This study convincingly demonstrated that the use of ramipril resulted
in statistically significant reductions in MI, stroke, cardiovascular
death, and death from any cause. Reassuringly, further analysis
showed that these benefits were seen in various subgroups, irrespective
of the presence or absence of hypertension, preexisting cardiovascular
disease, diabetes, age over 65, history of coronary artery disease,
previous MI, peripheral vascular disease, or microalbuminuria.
Endothelial health may be a crucial element in achieving favorable
effects with treatments aimed at improving cardiovascular outcomes.
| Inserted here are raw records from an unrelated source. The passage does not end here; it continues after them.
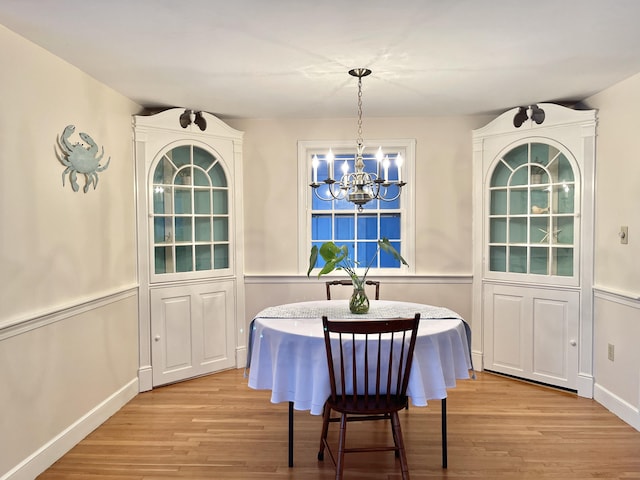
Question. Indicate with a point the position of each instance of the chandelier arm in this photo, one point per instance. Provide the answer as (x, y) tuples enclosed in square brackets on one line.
[(383, 196), (340, 195)]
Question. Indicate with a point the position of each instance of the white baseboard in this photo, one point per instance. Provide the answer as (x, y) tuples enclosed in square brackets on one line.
[(145, 378), (585, 385), (624, 410), (48, 454), (477, 358), (241, 357)]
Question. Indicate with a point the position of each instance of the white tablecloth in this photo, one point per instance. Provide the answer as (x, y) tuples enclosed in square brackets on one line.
[(288, 354)]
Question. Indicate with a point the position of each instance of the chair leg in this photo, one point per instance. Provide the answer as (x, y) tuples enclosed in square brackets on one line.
[(341, 447), (395, 419), (444, 433), (326, 415)]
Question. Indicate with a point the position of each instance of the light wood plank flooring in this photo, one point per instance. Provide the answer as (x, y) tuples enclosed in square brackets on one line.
[(215, 427)]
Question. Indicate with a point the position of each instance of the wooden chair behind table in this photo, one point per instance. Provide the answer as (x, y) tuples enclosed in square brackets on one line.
[(350, 284), (372, 386)]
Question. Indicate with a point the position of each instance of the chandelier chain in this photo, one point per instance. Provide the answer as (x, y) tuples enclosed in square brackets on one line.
[(359, 139)]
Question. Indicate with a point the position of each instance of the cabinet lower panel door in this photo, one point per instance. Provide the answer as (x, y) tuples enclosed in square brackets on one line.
[(192, 328), (532, 333)]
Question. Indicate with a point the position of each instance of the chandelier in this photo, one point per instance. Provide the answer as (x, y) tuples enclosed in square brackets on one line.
[(359, 187)]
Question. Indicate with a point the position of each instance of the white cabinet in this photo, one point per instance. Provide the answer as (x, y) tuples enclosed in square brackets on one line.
[(190, 325), (533, 245), (532, 333), (190, 249)]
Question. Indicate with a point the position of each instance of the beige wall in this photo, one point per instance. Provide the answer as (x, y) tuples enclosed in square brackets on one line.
[(617, 270), (68, 302), (442, 185), (443, 216)]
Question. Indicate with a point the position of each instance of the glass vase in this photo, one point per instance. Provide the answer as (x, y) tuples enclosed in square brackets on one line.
[(359, 302)]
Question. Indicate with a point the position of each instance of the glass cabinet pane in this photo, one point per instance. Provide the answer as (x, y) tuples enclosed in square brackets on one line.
[(539, 261), (563, 230), (162, 229), (498, 230), (498, 259), (220, 206), (564, 196), (162, 200), (518, 230), (539, 229), (532, 224), (518, 259), (499, 202), (163, 174), (183, 229), (220, 229), (184, 258), (221, 256), (202, 201), (203, 257), (190, 212), (203, 229), (518, 204)]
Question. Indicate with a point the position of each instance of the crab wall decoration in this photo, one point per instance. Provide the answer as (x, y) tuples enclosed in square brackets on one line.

The endothelium lines the myocardium and every vascular channel
in the body. Interest in the role of the endothelium in vascular
disease was heightened by the serendipitous discovery that coronary
arteries, when exposed to acetylcholine, will not dilate if the
endothelium is removed. Unsure about the exact nature of the endothelial
substance that was necessary for adequate arterial dilation in response
to acetylcholine, researchers initially named it endothelial-derived
relaxing factor. This substance was subsequently determined to be
nitric oxide, a gas-phase mediator with a half-life of only six
seconds, which accounts for the difficulty investigators encountered
in identifying it.
Whenever the endothelium is diseased or damaged, vasodilative responsiveness
is reduced. In fact, it is replaced by hyperresponsiveness to contractile
stimuli. This phenomenon can be observed during cardiac catheterization
when atherosclerotic coronary arteries may actually contract in
response to exercise stress. Indeed, it has been suggested that
nitric oxide is the principal determinant of blood pressure.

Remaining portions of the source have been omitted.